# Completing the Square

1. Oct 21, 2013

### denjay

1. The problem statement, all variables and given/known data

Consider a charged particle of mass m in a harmonic potential and in the presence also of an
external electric ﬁeld E = E$\hat{i}$. The potential for this problem is simply

V(x) = 1/2 mw$^{2}$x$^{2}$ - qεx

where q is the charge of the particle.

1) Show that a simple change of variables turns this problem into one of a particle under
only a harmonic oscillator potential. (Hint: Complete the square.)

2. Relevant equations

(ax-b)$^{2}$ = a$^{2}$x$^{2}$ - 2abx + b$^{2}$

3. The attempt at a solution

So I know the way to simplify the potential is by completing the square. I only know the way of completing the square when a quadratic equation is equal to 0 but in this case it's a function. So with that formula for (ax-b)$^{2}$ I believe 1/2 mw$^{2}$ is a$^{2}$ and -2ab is -qε but I'm unsure.

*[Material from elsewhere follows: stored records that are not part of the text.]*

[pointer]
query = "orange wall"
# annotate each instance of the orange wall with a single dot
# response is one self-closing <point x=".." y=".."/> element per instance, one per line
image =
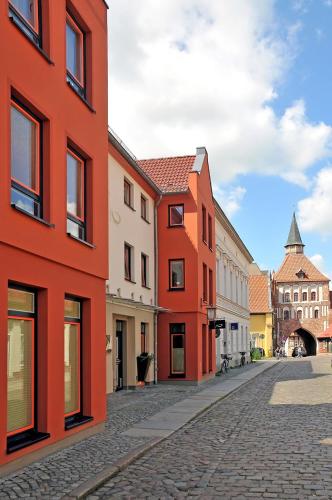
<point x="186" y="306"/>
<point x="34" y="254"/>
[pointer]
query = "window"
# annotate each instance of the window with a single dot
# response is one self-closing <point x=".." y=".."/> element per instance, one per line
<point x="145" y="270"/>
<point x="76" y="225"/>
<point x="75" y="55"/>
<point x="128" y="257"/>
<point x="26" y="15"/>
<point x="204" y="223"/>
<point x="144" y="208"/>
<point x="210" y="231"/>
<point x="25" y="160"/>
<point x="127" y="196"/>
<point x="205" y="297"/>
<point x="176" y="274"/>
<point x="177" y="348"/>
<point x="143" y="337"/>
<point x="210" y="287"/>
<point x="21" y="383"/>
<point x="175" y="215"/>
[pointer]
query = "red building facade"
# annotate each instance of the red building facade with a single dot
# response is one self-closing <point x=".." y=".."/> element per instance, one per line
<point x="186" y="266"/>
<point x="53" y="205"/>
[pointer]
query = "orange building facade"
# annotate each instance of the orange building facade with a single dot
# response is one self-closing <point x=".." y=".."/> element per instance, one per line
<point x="53" y="205"/>
<point x="186" y="266"/>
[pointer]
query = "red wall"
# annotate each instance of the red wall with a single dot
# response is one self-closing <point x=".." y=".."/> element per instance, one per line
<point x="39" y="256"/>
<point x="186" y="306"/>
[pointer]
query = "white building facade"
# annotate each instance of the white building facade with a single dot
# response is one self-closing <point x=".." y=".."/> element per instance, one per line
<point x="130" y="290"/>
<point x="232" y="285"/>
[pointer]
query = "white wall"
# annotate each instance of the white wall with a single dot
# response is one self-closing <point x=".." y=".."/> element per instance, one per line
<point x="127" y="225"/>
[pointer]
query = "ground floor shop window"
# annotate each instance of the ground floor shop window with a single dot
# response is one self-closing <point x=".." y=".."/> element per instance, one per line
<point x="21" y="370"/>
<point x="177" y="339"/>
<point x="73" y="364"/>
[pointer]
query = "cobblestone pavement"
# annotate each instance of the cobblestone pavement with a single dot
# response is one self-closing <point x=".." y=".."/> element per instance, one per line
<point x="270" y="439"/>
<point x="59" y="473"/>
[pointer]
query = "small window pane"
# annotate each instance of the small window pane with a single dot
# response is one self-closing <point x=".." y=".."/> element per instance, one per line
<point x="19" y="375"/>
<point x="75" y="186"/>
<point x="177" y="277"/>
<point x="20" y="300"/>
<point x="72" y="368"/>
<point x="176" y="215"/>
<point x="27" y="8"/>
<point x="74" y="50"/>
<point x="72" y="309"/>
<point x="24" y="149"/>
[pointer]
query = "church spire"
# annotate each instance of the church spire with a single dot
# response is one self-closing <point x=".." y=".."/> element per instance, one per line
<point x="294" y="243"/>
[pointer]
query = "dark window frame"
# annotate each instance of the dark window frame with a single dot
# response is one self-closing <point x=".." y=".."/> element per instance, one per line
<point x="33" y="195"/>
<point x="81" y="222"/>
<point x="180" y="288"/>
<point x="169" y="215"/>
<point x="178" y="334"/>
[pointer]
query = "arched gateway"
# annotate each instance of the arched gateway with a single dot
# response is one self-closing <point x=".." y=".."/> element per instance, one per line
<point x="304" y="338"/>
<point x="300" y="299"/>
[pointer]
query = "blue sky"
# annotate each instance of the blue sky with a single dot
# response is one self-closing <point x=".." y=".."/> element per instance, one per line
<point x="254" y="88"/>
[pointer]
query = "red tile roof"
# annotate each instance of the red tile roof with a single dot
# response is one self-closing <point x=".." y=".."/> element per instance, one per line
<point x="259" y="294"/>
<point x="169" y="174"/>
<point x="292" y="263"/>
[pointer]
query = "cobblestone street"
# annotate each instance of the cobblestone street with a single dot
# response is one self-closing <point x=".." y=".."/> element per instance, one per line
<point x="270" y="439"/>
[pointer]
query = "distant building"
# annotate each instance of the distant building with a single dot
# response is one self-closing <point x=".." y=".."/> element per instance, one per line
<point x="232" y="277"/>
<point x="300" y="299"/>
<point x="261" y="311"/>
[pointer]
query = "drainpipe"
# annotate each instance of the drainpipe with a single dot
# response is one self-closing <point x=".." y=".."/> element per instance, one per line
<point x="155" y="336"/>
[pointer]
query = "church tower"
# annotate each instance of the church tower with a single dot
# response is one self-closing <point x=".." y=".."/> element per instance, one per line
<point x="300" y="299"/>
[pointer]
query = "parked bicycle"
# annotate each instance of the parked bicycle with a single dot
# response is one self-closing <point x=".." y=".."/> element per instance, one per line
<point x="225" y="363"/>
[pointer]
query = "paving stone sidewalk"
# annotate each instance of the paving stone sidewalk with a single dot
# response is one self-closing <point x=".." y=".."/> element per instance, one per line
<point x="59" y="474"/>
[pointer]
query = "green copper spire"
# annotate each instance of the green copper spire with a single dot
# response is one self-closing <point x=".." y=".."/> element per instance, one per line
<point x="294" y="243"/>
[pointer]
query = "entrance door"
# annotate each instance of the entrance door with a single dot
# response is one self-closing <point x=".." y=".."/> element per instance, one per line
<point x="119" y="355"/>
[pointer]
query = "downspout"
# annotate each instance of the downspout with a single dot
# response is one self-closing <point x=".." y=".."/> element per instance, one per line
<point x="155" y="319"/>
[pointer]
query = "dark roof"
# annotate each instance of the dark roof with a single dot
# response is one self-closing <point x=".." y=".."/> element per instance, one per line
<point x="294" y="237"/>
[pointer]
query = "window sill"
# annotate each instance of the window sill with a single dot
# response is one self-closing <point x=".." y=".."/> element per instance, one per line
<point x="39" y="49"/>
<point x="129" y="206"/>
<point x="86" y="243"/>
<point x="81" y="97"/>
<point x="34" y="217"/>
<point x="24" y="439"/>
<point x="130" y="281"/>
<point x="75" y="421"/>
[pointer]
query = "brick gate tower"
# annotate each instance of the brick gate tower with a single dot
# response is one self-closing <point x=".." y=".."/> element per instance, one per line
<point x="300" y="299"/>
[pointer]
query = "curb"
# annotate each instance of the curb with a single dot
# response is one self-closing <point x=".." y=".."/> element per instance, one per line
<point x="89" y="486"/>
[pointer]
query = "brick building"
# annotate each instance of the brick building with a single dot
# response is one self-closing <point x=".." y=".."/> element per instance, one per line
<point x="300" y="299"/>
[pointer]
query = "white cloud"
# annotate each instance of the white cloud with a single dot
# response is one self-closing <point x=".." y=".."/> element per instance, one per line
<point x="315" y="211"/>
<point x="229" y="199"/>
<point x="187" y="73"/>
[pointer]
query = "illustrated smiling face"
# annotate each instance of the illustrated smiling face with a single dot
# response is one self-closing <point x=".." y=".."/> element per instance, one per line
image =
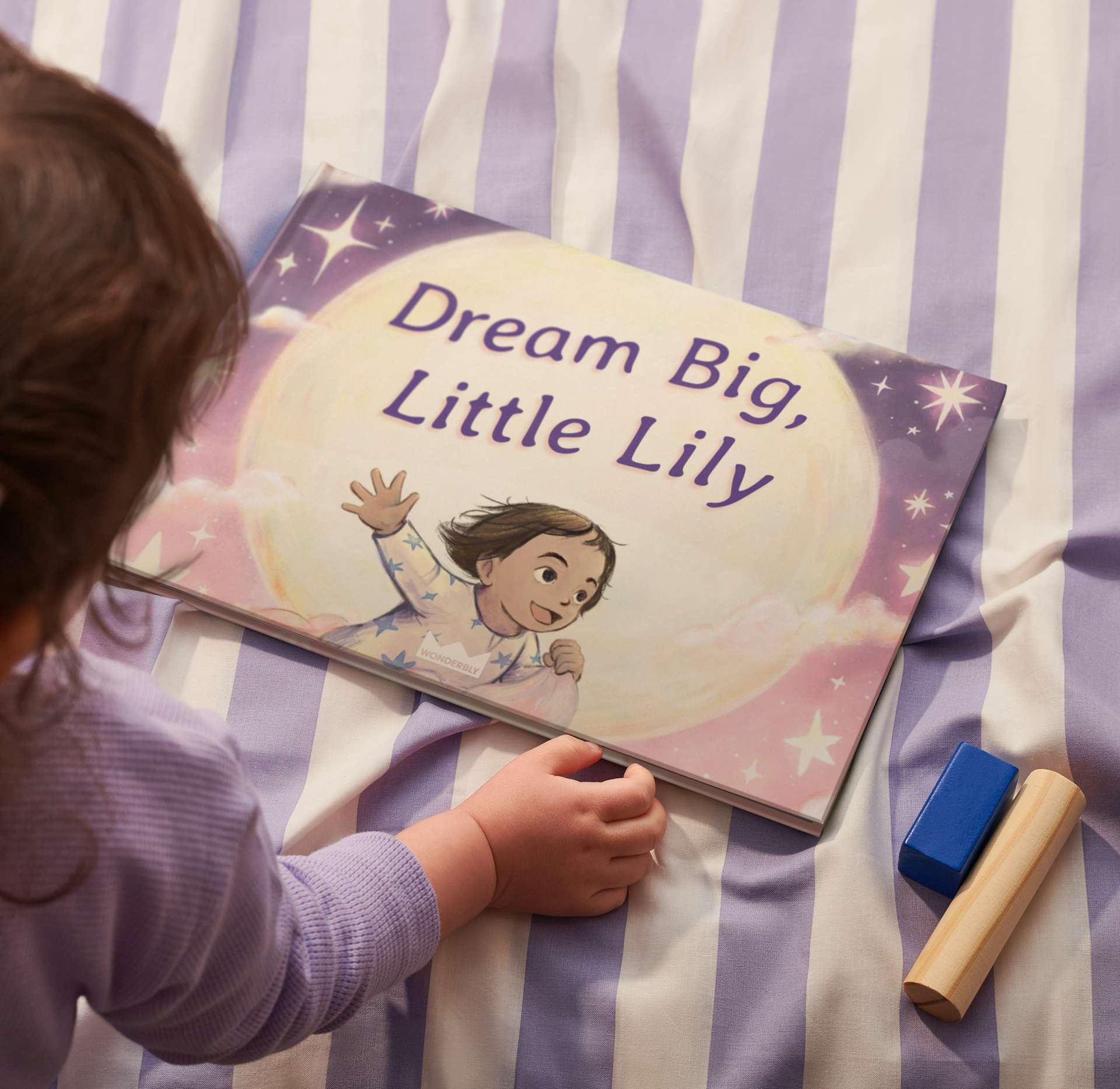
<point x="545" y="584"/>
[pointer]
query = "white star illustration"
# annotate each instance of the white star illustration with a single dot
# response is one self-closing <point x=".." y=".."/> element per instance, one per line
<point x="949" y="398"/>
<point x="813" y="745"/>
<point x="916" y="574"/>
<point x="338" y="239"/>
<point x="919" y="505"/>
<point x="201" y="535"/>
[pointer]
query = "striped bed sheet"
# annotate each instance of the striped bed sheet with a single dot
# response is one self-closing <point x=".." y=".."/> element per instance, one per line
<point x="939" y="177"/>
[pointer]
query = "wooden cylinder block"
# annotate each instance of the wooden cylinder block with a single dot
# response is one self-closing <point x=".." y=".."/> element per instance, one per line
<point x="981" y="917"/>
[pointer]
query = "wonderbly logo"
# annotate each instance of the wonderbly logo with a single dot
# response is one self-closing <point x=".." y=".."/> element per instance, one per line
<point x="454" y="657"/>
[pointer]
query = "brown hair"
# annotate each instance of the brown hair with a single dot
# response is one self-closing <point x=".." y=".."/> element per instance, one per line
<point x="499" y="529"/>
<point x="116" y="288"/>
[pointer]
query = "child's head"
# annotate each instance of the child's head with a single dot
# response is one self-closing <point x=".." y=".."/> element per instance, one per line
<point x="548" y="565"/>
<point x="116" y="288"/>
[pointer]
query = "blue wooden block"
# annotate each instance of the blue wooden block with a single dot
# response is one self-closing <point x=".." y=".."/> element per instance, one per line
<point x="961" y="813"/>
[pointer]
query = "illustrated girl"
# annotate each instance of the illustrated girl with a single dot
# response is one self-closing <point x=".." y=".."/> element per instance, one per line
<point x="538" y="567"/>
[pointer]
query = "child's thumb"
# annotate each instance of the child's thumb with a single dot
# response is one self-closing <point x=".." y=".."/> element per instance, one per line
<point x="565" y="755"/>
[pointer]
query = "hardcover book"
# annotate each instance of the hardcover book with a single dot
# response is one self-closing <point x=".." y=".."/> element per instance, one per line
<point x="568" y="493"/>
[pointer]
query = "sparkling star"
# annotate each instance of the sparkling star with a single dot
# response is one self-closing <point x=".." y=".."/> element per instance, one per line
<point x="919" y="505"/>
<point x="338" y="239"/>
<point x="813" y="745"/>
<point x="949" y="398"/>
<point x="201" y="535"/>
<point x="397" y="663"/>
<point x="916" y="574"/>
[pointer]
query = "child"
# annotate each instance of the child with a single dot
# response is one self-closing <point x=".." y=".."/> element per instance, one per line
<point x="539" y="568"/>
<point x="135" y="865"/>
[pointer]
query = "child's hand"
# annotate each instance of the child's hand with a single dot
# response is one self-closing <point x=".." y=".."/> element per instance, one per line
<point x="565" y="657"/>
<point x="383" y="511"/>
<point x="564" y="848"/>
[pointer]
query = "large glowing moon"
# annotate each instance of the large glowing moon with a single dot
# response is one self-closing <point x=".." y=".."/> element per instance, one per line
<point x="708" y="607"/>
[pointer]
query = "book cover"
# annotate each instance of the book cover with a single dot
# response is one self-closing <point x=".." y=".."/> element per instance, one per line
<point x="569" y="493"/>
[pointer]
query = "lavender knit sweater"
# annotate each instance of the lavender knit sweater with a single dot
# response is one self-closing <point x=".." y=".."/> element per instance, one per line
<point x="190" y="936"/>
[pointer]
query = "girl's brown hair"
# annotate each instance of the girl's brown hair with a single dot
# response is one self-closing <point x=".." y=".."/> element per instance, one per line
<point x="116" y="288"/>
<point x="498" y="529"/>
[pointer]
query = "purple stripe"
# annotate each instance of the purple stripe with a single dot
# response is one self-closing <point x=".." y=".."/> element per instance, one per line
<point x="274" y="710"/>
<point x="766" y="911"/>
<point x="572" y="986"/>
<point x="383" y="1044"/>
<point x="948" y="658"/>
<point x="1092" y="602"/>
<point x="766" y="915"/>
<point x="139" y="38"/>
<point x="17" y="18"/>
<point x="654" y="90"/>
<point x="265" y="122"/>
<point x="417" y="38"/>
<point x="514" y="181"/>
<point x="127" y="626"/>
<point x="791" y="226"/>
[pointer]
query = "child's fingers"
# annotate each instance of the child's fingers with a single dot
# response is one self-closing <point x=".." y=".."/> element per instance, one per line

So what I got was that b = qε/(2mw$^{2}$) so the equation is

V(x) = 1/2 mw$^{2}$x$^{2}$ - qεx + q$^{2}$ε$^{2}$/2m$w^{2}$ - q$^{2}$ε$^{2}$/2m$w^{2}$ = ($\sqrt{1/2 mw^{2}}x$ - qε/$\sqrt{2mw^2}$)^2 - q$^{2}$ε$^{2}$/2m$w^{2}$

Last edited: Oct 21, 2013
2. Oct 21, 2013

### LCKurtz

You don't have to have an equation. Here's an example, complete the square on: $2x^2-12x$. You factor out the $2$ getting $2(x^2-6x)$. Now inside the parentheses you need a $9$ so add it and subtract it: $2(x^2-6x + 9 - 9)$ which is the same as $2(x-3)^2 - 18$. Try something like that.

3. Oct 21, 2013

### denjay

Cool yeah, I did it the way you suggested and got the same answer as I did in my original post. Thanks!